UK hospitals get another regulatory blast for shoddy services
22 November 2013
Yet another regulatory report on Thursday has blasted the quality of healthcare in UK's hospital, which has been under the scanner by various official agencies for several months now.
The Care Quality Commission (CQC) says that more than half a million elderly people are being admitted to hospital with conditions which could have been avoided if they had not been neglected by GPs (general practitioners), care homes and social services.
It's report highlights increasing numbers of patients being admitted to hospital as an emergency case when they were suffering from complaints such as malnutrition and bedsores, which are often caused by poor care and neglect.
It said the National Health Service (NHS) has still not learned from the 'Mid-Staffs scandal', where more than 3,000 inspections last year uncovered basic failings at care homes and hospitals.
The CQC said hospitals have made ''no improvement'' in monitoring the quality of care or in ensuring that patients are kept safe or treated with dignity and respect.
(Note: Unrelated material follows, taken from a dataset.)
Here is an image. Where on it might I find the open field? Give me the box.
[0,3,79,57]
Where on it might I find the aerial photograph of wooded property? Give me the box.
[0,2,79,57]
Inspectors were ''alarmed'' to see the way patients were treated, its annual report says, with ''unacceptable'' failures to protect the most vulnerable and a further deterioration from already poor standards.
The study found the number of older people being admitted to hospital in an emergency, with conditions which could have been avoided - such as pneumonia, malnutrition and pressure sores - is far outstripping the growth in the older population.
The number of those admitted with avoidable conditions is up from 374,000 in 2007-08 to 530,000 in 2012-13.
There has been a 64 per cent increase in the last six years in pneumonia admissions among older people, while admissions for urinary tract infections have seen a 45 per cent increase.
David Behan, chief executive of the CQC, said, ''Those responsible for care in local areas need to work together quickly to address the number of avoidable emergency admissions to hospital.
''GPs, care homes, home care agencies, community health services and hospitals, with local commissioners, must plan effectively to make sure our older and more vulnerable people are cared for in the way they deserve.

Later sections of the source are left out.